Les sources, qui se sont exprimées sous couvert d’anonymat en raison du caractère privé des échanges, ont précisé que plusieurs pays européens seraient concernés, y compris dans les région baltes et scandinaves. Une partie des armes concernées a été achetée par des pays européens dans le cadre du programme Foreign Military Sales (FMS), mais n’a pas encore été livrée, ont ajouté ces sources. Selon elles, les responsables américains ont prévenu leurs homologues européens ces derniers jours, dans le cadre de communications bilatérales, que ces livraisons seraient probablement retardées.
Vendredi, les ministères de la Défense d’Estonie et de Lituanie ont déclaré à Reuters que les États-Unis avaient informé leurs pays d’éventuels retards dans la livraison d’équipements militaires américains en raison de la guerre avec l’Iran. La Maison-Blanche et le Département d’État ont renvoyé les demandes de clarification vers le Pentagone. « L’armée américaine est la plus puissante au monde et nous veillerons à ce que les forces américaines, ainsi que celles de nos alliés et partenaires, disposent de ce dont elles ont besoin pour combattre et l’emporter », a indiqué un porte-parole du Pentagone. « Pour des raisons de sécurité opérationnelle, nous ne commenterons aucune demande spécifique d’allié ou de partenaire, ni les efforts en cours pour les soutenir. »
Une défense européenne à la peine ?
Des responsables européens ont déploré que ces retards les placent dans une situation délicate. Dans le cadre du programme FMS, les pays étrangers achètent des armes fabriquées aux États-Unis avec l’appui logistique et le consentement du gouvernement américain. Sous la présidence de Donald Trump, Washington a incité ses partenaires européens de l’Otan à se procurer davantage de matériels américains via le programme FMS, dans une volonté de transférer la responsabilité de la défense conventionnelle de l’Europe des États-Unis vers leurs partenaires européens. Mais ces livraisons sont souvent retardées, suscitant la frustration dans les capitales européennes, où certains responsables s’intéressent de plus en plus aux systèmes d’armes fabriqués en Europe.
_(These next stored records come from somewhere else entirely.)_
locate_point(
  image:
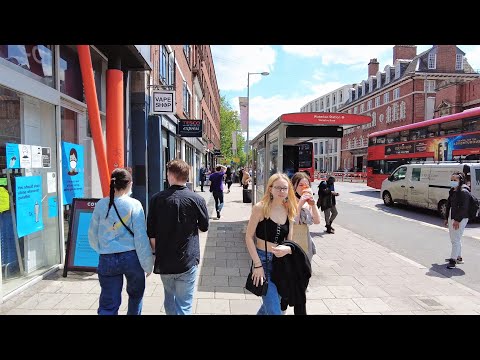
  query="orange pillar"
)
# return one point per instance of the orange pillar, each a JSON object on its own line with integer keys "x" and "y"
{"x": 115, "y": 125}
{"x": 94, "y": 115}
Les responsables américains estiment que les armements sont nécessaires pour la guerre au Moyen-Orient et reprochent aux pays européens de ne pas aider les États-Unis et Israël à ouvrir le détroit d’Hormuz. Avant même la guerre avec l’Iran, les États-Unis avaient déjà puisé dans leurs stocks pour plusieurs milliards de dollars d’armes, incluant des systèmes d’artillerie, des munitions et des missiles antichars, avec l’invasion de l’Ukraine par la Russie en 2022 et le début des opérations militaires d’Israël à Gaza fin 2023.
Depuis le début de la campagne contre l’Iran, Téhéran a tiré des centaines de missiles balistiques et de drones contre les pays du Golfe. La plupart ont été interceptés, notamment grâce aux missiles intercepteurs PAC-3 Patriot, sur lesquels, par exemple, l’Ukraine compte pour défendre ses infrastructures énergétiques et militaires contre les missiles balistiques russes.
Les sources ont exigé que les noms de certains pays concernés ne soient pas divulgués. Certains partagent une frontière avec la Russie, et, de ce fait, le rythme de leurs livraisons d’armes peut être considéré comme une information de défense sensible. Les retards portent sur divers types de munitions, dont certaines peuvent être utilisées à la fois à des fins offensives et défensives, ont indiqué les sources.
Cet article est une traduction d'une information de Reuters.